Dev Biol. 2018 Feb 1;434(1):149-163. doi: 10.1016/j.ydbio.2017.12.003. Epub 2017 Dec 16.
4
Combinatorial regulation of a Blimp1 (Prdm1) enhancer in the mouse retina.小鼠视网膜中Blimp1(Prdm1)增强子的组合调控。
PLoS One. 2017 Aug 22;12(8):e0176905. doi: 10.1371/journal.pone.0176905. eCollection 2017.
5
Gene and mutation independent therapy via CRISPR-Cas9 mediated cellular reprogramming in rod photoreceptors.通过CRISPR-Cas9介导的视杆光感受器细胞重编程进行基因和突变独立治疗。
Cell Res. 2017 Jun;27(6):830-833. doi: 10.1038/cr.2017.57. Epub 2017 Apr 21.
6
Nrl knockdown by AAV-delivered CRISPR/Cas9 prevents retinal degeneration in mice.AAV 递送的 CRISPR/Cas9 基因敲除可预防小鼠视网膜变性。

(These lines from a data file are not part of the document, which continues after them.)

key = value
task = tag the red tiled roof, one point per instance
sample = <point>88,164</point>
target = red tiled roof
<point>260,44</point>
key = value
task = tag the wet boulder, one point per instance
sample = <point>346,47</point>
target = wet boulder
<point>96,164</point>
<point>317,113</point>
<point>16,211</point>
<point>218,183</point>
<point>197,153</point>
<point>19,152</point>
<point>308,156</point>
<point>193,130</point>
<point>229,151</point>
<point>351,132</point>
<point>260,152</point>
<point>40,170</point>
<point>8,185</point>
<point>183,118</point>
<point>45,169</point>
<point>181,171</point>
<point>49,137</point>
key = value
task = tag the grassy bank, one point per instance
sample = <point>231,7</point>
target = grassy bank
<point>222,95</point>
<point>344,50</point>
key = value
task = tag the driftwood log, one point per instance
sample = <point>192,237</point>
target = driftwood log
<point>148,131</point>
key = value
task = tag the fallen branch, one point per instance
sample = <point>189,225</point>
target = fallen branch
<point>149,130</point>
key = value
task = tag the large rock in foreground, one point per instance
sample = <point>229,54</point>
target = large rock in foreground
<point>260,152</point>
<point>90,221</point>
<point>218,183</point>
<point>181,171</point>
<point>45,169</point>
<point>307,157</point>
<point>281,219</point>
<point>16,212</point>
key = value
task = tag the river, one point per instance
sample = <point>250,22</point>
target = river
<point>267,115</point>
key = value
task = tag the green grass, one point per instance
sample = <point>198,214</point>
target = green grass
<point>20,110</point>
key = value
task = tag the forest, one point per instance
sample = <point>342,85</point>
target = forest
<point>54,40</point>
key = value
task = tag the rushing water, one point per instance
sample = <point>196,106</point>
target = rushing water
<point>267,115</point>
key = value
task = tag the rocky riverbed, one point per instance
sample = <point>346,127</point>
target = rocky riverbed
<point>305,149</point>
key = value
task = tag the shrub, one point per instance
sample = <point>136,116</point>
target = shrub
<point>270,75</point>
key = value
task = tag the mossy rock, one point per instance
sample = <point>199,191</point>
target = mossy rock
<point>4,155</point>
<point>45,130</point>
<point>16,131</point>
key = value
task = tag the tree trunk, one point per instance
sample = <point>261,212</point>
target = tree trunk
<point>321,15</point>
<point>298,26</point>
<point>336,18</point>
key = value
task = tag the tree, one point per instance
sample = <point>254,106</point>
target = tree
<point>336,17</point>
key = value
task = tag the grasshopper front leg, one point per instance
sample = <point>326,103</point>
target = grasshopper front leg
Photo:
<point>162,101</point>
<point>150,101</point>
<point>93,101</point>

Nat Commun. 2017 Mar 14;8:14716. doi: 10.1038/ncomms14716.
7
Gsg1, Trnp1, and Tmem215 Mark Subpopulations of Bipolar Interneurons in the Mouse Retina.Gsg1、Trnp1和Tmem215标记小鼠视网膜双极中间神经元的亚群。

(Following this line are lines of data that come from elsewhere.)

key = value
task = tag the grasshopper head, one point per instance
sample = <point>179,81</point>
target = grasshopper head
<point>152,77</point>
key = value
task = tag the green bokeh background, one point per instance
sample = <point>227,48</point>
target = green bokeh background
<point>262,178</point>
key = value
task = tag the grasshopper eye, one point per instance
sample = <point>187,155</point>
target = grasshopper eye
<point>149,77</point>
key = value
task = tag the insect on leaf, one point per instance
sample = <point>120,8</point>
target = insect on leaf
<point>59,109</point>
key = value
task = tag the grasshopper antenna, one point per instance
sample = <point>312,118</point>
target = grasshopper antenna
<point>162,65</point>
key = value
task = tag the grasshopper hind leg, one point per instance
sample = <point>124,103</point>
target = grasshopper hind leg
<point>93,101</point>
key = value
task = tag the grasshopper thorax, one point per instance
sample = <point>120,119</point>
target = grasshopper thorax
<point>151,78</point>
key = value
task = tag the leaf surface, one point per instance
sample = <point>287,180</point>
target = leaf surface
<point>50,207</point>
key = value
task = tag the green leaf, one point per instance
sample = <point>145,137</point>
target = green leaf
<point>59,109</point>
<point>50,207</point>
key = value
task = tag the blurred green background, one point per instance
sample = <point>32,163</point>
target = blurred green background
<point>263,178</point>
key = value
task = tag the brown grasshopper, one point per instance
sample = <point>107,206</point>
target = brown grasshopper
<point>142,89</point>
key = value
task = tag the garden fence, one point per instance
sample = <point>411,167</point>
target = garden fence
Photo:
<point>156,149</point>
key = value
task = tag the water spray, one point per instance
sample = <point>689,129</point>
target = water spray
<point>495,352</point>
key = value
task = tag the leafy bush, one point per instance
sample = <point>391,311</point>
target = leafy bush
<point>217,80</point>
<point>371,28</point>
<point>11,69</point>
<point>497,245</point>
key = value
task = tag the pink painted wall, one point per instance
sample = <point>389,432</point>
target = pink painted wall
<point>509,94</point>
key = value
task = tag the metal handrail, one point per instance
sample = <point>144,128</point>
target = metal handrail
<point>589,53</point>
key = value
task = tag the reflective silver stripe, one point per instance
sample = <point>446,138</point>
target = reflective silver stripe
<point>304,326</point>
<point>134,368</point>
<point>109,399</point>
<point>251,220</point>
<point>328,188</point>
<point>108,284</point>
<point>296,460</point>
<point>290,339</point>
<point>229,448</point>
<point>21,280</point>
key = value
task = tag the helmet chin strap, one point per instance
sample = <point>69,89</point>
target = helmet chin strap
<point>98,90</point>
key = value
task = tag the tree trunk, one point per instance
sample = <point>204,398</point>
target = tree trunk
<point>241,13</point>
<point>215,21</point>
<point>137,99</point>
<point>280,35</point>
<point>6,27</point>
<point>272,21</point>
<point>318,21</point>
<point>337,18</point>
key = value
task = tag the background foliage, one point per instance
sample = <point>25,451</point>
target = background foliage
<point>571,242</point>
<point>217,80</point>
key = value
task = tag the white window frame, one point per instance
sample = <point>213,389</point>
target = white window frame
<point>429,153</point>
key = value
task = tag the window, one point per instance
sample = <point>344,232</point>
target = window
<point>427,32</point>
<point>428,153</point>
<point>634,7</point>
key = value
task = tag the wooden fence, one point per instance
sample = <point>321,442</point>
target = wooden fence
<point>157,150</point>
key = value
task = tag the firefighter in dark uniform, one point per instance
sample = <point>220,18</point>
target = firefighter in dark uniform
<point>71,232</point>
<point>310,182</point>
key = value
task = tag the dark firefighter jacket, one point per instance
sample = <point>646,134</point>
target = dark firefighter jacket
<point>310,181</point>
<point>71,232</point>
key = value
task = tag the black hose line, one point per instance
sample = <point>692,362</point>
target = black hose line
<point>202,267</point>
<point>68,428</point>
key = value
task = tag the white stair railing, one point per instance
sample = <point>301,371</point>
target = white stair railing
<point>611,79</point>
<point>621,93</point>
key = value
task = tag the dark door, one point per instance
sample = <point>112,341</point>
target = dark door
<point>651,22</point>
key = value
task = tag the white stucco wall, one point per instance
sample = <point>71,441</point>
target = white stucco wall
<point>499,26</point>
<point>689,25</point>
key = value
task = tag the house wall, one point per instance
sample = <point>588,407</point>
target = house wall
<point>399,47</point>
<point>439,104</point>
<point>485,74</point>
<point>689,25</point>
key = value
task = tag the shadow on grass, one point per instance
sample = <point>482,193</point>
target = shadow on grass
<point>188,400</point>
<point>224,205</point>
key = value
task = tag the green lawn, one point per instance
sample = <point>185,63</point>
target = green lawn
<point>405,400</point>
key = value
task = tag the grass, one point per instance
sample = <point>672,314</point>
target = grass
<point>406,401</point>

Invest Ophthalmol Vis Sci. 2017 Feb 1;58(2):1137-1150. doi: 10.1167/iovs.16-19767.
8
Comprehensive Classification of Retinal Bipolar Neurons by Single-Cell Transcriptomics.通过单细胞转录组学对视网膜双极神经元进行综合分类
Cell. 2016 Aug 25;166(5):1308-1323.e30. doi: 10.1016/j.cell.2016.07.054.
9
Photoreceptor cell fate specification in vertebrates.脊椎动物中光感受器细胞命运的决定
Development. 2015 Oct 1;142(19):3263-73. doi: 10.1242/dev.127043.
10
Intravitreal delivery of a novel AAV vector targets ON bipolar cells and restores visual function in a mouse model of complete congenital stationary night blindness.新型腺相关病毒载体玻璃体内注射靶向视锥双极细胞并恢复完全性先天性静止性夜盲小鼠模型的视觉功能。
Hum Mol Genet. 2015 Nov 1;24(21):6229-39. doi: 10.1093/hmg/ddv341. Epub 2015 Aug 26.